Nice pics with a great lens, I have one myself 
It's just a shame you can't fit filters on it!


----------



## dubnut71 (Jul 25, 2006)

jimbo1 said:


> some great pics and a nice piece of glass - price of it is a killer though.


I'll be honest Jimbo, for what it is I can see the value in it. I have a sigma 10-20 and the difference is worlds apart, its a big lump of glass!



Gary-360 said:


> Nice pics with a great lens, I have one myself
> It's just a shame you can't fit filters on it!


Yup its a bit "cctv" on the front element!


----------



## jimbo1 (Nov 24, 2007)

dubnut71 said:


> I'll be honest Jimbo, for what it is I can see the value in it. I have a sigma 10-20 and the difference is worlds apart, its a big lump of glass!


Can't disagree with you there, most (or canon) nikon glass is worth the money, goes with the saying"you get what you pay for".

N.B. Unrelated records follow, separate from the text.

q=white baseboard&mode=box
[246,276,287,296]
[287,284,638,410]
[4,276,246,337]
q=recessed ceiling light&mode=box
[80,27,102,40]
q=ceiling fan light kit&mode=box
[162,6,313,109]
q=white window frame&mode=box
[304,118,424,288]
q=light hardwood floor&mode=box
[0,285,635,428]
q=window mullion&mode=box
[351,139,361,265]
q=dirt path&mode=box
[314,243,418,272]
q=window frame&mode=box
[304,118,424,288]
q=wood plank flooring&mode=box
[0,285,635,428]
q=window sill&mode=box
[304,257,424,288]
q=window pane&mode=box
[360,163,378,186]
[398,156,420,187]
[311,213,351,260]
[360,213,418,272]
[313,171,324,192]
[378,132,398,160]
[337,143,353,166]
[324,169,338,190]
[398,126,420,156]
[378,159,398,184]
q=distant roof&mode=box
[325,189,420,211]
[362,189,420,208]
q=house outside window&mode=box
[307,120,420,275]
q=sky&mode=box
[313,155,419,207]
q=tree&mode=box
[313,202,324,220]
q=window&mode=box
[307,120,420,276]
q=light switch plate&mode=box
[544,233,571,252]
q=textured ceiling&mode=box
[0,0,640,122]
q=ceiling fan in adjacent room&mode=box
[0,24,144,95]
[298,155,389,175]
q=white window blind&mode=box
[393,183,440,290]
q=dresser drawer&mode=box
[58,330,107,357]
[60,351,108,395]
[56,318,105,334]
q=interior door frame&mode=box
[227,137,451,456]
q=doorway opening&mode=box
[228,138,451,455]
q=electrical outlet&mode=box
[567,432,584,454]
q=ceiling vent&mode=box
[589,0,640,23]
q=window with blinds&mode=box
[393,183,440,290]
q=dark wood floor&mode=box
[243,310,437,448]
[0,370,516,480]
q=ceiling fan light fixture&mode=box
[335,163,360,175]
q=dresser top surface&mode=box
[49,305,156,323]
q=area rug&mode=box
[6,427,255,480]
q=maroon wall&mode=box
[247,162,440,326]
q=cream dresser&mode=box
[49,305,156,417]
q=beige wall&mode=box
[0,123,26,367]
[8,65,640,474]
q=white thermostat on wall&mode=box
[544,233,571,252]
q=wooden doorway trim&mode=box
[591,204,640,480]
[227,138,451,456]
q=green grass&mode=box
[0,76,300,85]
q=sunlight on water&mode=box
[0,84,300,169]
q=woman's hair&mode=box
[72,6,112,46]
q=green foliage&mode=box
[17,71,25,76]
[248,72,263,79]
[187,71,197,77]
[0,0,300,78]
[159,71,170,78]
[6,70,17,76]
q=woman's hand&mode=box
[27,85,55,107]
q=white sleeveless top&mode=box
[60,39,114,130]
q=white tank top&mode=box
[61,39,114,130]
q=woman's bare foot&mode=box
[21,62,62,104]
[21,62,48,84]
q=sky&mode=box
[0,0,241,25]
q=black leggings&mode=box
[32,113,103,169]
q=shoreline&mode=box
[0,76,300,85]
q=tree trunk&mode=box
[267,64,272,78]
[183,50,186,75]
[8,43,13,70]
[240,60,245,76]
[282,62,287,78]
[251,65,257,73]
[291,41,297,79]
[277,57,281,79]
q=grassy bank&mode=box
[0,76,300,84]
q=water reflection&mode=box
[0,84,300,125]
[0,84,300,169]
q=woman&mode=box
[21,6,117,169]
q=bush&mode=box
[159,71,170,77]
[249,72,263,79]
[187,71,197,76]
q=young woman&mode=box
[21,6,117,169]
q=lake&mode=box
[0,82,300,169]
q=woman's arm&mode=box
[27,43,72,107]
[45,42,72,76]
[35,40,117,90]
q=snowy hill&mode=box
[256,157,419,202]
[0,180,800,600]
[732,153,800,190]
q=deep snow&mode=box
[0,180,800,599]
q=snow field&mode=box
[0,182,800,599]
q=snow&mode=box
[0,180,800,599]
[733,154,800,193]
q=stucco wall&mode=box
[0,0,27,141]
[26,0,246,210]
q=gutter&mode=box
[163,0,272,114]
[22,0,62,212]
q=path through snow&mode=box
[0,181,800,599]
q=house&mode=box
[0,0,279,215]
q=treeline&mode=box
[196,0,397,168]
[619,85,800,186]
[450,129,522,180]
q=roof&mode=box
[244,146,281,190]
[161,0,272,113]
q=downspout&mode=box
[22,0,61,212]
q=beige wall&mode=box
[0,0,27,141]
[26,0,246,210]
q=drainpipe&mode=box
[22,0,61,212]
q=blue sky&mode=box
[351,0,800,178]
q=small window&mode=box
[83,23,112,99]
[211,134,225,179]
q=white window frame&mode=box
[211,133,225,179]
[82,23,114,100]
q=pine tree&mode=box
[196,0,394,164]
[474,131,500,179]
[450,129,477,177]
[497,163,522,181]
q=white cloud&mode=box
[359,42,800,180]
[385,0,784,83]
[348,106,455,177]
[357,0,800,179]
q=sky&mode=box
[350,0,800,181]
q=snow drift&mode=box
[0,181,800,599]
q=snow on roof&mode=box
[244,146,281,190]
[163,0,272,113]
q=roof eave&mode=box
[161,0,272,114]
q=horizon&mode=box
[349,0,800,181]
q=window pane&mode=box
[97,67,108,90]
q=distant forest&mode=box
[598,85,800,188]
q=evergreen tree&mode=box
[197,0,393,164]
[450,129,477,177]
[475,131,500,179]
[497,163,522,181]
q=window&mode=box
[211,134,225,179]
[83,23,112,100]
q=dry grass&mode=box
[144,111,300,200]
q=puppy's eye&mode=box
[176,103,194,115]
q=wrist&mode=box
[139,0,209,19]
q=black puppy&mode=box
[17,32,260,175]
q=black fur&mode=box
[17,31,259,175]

I bought the nikon 80-200 a while back and the first picture just blew me away, out of this world bookeh, left me a wide grin for a few days(my pocket still feels light though:lol. I now need to update the body.
Endless moneypit spring to mind:wave:

If you get a chance post up some pics when you get back from UD:thumb:


----------



## Edward101 (Jun 5, 2009)

Very nice, ive got the Sigma 14-24, and thats a great lense, would love the Nikon one though in the future. I might have to put a few pics on here and get a few comment off you guy to see what you think.... depends how nice you lot will be


----------



## bretti_kivi (Apr 22, 2008)

nice? in this section? errrr..... the standards can be quite high, let's leave it at that! 

But do you really learn from everyone saying "wow, that's great"?

Check out the mini comp and I think you'll see what I mean.

Bret


----------



## S63 (Jan 5, 2007)

Had you travelled a mile beyond the race course you could have got some good pics of a circus.
































the locals know it as Mercedes.


----------



## Maxtor (Feb 23, 2007)

bretti_kivi said:


> nice? in this section? errrr..... the standards can be quite high, let's leave it at that!
> 
> But do you really learn from everyone saying "wow, that's great"?
> 
> ...


............................


----------



## dubnut71 (Jul 25, 2006)

S63 said:


> Had you travelled a mile beyond the race course you could have got some good pics of a circus.
> 
> the locals know it as Mercedes.


 I came that way! J, can you give me a call in the week, I still have your thingy and NEED to get it back to you, am working at Heathrow all week.
:car:


----------



## *MAGIC* (Feb 22, 2007)

Great pics.

Any others G? 

Robbie


----------



## dubnut71 (Jul 25, 2006)

*MAGIC* said:


> Great pics.
> 
> Any others G?
> 
> Robbie


Only this one, its prompted a bit of a spending spree.....










One lightly used D80 now going spare!! :wave:


----------



## Lloyd71 (Aug 21, 2008)

Where did you hire it from? I could do with something different for some shows in the summer, I'm stuck using my 18-55 kit lens at the minute and it leaves a fair bit to be desired.


----------



## dubnut71 (Jul 25, 2006)

Lloyd71 said:


> Where did you hire it from? I could do with something different for some shows in the summer, I'm stuck using my 18-55 kit lens at the minute and it leaves a fair bit to be desired.


The 14-24 was hire the D700, 17-35, 70-200 VR were bought

Stuart at lensesforhire.co.uk will sort you out, I can't recommend him enough, very reasonably priced but be warned you will not want to give it back!:wave:


----------



## bretti_kivi (Apr 22, 2008)

oooh, new toys. Have fun 

Bret


----------



## dubnut71 (Jul 25, 2006)

bretti_kivi said:


> oooh, new toys. Have fun
> 
> Bret


You know what its like Brett, you have plenty of the gold boxes yourself I imagine!!!!!:wave:


----------



## Simonhi (Jun 6, 2009)

Gary-360 said:


> Nice pics with a great lens, I have one myself
> It's just a shame you can't fit filters on it!


You can now 



, although at £270 quid plus VAT it's only more money :lol:

My 14-24 stays bolted to my D700 ... It only comes off to be replaced by the 24-70 f2.8 when I want to makes nice silky images with my B+W ten stopper.


----------



## dubnut71 (Jul 25, 2006)

Simonhi said:


> You can now clicky, although at £270 quid plus VAT it's only more money :lol:
> 
> My 14-24 stays bolted to my D700 ... It only comes off to be replaced by the 24-70 f2.8 when I want to makes nice silky images with my B+W ten stopper.


Lovely capture Simon, very impressive. £270 for a filter holder though, ouch!!!


----------